Defender o Mais Médicos é defender o SUS, a democracia brasileira e a soberania nacional, aliando a ciência à solidariedade internacional e ao compromisso humanitário. O resto, não cabe em uma nação livre e democrática como a nossa, onde os direitos humanos nos iluminam e reafirmam que a democracia não é apenas o direito de votar, mas também o direito de viver com saúde, educação, dignidade e justiça.
Referências
Aléssio, M. M. Análise da Implantação do Programa Mais Médicos. Dissertação (Mestrado em Saúde Coletiva) – UnB. Brasília: DF, 2015.
Kemper, E.S. Contribuições do Programa Mais Médicos para o fortalecimento da Atenção Primária a Saúde. Tese (Doutorado em Ciências da Saúde) – UnB. Brasília: DF, 2016.
Organização Pan-Americana da Saúde. Mais Médicos no Brasil: panorama 2013–2018. Brasília: OPAS, 2018.
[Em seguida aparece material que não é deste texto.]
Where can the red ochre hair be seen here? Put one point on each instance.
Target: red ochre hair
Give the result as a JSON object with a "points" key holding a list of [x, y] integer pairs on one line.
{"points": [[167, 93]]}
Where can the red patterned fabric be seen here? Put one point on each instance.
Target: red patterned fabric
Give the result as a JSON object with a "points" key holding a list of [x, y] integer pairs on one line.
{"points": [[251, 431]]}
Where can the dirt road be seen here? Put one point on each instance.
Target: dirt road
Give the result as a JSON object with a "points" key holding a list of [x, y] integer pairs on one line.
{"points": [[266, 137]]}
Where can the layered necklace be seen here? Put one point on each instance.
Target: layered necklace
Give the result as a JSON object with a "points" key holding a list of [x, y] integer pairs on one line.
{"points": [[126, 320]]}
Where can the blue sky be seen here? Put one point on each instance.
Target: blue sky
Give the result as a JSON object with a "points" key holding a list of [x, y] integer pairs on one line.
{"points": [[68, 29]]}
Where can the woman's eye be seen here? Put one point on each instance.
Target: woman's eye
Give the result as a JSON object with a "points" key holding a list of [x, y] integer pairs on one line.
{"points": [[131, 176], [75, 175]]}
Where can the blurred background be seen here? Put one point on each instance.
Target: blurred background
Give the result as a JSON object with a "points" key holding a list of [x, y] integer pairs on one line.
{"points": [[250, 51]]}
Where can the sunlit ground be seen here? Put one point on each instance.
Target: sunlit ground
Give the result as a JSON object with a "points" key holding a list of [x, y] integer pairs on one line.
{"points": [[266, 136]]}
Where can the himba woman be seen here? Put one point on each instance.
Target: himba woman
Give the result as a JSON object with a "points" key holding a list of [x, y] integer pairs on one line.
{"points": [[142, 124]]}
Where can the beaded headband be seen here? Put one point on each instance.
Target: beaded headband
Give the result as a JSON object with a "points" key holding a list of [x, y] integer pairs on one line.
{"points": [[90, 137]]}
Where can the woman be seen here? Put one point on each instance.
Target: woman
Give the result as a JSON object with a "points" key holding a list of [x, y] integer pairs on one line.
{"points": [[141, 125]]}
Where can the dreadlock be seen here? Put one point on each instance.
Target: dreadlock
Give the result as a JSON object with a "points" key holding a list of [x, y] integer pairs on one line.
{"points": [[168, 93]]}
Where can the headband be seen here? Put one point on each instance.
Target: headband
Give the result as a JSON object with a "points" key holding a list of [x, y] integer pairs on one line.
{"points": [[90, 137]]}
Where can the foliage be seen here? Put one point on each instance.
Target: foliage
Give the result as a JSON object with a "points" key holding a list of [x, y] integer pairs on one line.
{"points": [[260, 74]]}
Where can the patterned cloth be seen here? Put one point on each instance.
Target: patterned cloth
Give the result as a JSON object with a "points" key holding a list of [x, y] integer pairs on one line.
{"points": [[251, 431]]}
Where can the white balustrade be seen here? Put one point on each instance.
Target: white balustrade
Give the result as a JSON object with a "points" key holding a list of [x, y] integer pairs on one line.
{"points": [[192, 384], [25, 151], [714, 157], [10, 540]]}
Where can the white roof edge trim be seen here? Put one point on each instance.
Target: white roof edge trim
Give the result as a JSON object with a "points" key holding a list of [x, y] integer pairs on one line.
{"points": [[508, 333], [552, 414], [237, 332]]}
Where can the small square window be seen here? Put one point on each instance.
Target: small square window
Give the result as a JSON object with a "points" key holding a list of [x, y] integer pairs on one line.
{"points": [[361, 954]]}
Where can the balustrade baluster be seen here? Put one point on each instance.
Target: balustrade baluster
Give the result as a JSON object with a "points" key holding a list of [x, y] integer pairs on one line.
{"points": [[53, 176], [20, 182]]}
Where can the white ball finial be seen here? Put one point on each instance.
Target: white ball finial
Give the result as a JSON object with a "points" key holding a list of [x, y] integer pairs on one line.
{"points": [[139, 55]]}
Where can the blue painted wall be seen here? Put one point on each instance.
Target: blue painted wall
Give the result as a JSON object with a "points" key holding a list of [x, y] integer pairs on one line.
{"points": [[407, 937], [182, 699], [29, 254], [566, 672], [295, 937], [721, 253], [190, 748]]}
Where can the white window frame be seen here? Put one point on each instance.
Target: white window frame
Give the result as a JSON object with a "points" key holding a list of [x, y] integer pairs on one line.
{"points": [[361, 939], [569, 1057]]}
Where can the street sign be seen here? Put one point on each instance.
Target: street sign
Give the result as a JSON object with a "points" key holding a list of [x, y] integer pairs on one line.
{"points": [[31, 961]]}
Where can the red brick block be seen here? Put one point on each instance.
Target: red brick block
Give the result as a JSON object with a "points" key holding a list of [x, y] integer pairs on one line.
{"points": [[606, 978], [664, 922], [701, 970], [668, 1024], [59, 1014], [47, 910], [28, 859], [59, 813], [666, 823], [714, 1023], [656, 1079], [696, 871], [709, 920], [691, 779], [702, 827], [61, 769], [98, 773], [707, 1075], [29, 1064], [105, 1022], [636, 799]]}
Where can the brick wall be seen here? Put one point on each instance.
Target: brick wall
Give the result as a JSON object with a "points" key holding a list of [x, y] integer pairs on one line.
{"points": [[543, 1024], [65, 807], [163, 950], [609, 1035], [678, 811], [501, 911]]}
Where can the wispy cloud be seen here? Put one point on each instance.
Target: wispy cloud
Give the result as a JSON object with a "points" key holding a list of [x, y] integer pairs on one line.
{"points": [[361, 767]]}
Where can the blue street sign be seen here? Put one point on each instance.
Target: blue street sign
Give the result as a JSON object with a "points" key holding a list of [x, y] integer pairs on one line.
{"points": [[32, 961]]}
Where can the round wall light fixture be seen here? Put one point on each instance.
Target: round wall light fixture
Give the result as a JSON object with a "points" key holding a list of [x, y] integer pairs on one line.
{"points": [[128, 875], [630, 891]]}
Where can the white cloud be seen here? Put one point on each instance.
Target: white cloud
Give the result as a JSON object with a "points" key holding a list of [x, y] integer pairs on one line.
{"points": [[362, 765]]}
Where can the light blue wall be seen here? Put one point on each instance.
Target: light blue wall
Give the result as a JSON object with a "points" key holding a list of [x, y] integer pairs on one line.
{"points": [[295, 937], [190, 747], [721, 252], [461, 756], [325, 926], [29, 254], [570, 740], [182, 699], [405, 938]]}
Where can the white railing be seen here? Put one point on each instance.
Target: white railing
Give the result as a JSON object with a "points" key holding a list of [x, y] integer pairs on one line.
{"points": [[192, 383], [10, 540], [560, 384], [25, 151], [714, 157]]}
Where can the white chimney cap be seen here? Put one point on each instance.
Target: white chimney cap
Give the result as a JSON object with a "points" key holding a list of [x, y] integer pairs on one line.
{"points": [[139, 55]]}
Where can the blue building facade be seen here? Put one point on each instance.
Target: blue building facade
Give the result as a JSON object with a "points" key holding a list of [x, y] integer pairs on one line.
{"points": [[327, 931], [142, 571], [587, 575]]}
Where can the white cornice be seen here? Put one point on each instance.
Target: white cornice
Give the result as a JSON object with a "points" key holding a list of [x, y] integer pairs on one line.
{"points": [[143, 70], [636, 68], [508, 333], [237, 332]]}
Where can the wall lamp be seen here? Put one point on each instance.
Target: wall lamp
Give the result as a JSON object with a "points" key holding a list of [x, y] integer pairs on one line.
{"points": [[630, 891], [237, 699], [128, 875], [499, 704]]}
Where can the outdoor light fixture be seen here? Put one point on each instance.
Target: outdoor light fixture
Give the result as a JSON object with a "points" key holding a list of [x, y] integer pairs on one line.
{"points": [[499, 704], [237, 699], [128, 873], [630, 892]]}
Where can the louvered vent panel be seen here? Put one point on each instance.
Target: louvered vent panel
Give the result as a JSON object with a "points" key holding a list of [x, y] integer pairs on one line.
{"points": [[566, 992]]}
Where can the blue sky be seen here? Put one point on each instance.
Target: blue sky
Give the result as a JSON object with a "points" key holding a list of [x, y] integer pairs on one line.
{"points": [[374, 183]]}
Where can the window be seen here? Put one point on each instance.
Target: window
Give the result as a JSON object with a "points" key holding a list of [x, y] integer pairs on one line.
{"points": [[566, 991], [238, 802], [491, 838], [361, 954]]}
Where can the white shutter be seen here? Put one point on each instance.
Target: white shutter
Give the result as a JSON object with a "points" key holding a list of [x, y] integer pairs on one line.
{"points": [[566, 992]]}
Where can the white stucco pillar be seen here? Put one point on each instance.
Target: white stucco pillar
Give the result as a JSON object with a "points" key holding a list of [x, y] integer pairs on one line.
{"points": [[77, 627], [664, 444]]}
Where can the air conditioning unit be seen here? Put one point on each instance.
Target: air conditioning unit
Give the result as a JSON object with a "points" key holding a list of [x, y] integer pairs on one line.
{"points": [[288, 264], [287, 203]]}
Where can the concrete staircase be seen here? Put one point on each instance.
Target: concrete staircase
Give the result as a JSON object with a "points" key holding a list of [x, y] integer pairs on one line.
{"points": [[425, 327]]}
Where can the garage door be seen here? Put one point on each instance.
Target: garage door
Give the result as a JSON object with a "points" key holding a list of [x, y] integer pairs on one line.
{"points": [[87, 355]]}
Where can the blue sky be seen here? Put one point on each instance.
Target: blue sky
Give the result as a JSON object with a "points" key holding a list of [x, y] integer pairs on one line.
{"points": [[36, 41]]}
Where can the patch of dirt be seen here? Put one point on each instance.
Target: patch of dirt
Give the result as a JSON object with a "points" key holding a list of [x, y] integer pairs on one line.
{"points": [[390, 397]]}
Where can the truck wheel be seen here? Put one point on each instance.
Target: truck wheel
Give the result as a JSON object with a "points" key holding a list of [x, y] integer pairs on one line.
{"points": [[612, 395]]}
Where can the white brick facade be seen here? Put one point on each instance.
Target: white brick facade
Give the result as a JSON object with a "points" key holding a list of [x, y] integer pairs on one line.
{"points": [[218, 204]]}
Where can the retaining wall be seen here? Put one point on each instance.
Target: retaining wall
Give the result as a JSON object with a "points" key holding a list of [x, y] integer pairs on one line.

Organização Pan-Americana da Saúde. Programa Mais Médicos no Brasil. Panorama da Produção Científica. Brasília: OPAS, 2017.
Sampaio, M.C. Educação permanente em saúde em movimento: olhares, dizeres e aprendizados a partir do encontro e do saber da experiência. Tese (Doutorado em Saúde Coletiva) – UnB. Brasília: DF, 2019.
Santos, W. Avaliação do Programa Mais Médicos uma análise sob o enfoque da equidade. Tese (Doutorado em Saúde Coletiva) – UnB. Brasília: DF, 2020.
Scheffer, M. Demografia Médica no Brasil 2025. Brasília: Ministério da Saúde. Faculdade de Medicina da Universidade de São Paulo. Associação Médica Brasileira, 2025.
Sousa, M.F. (Org.). Atenção Primária à Saúde no Brasil: conquistas e desafios. Brasília: UnB, 2015.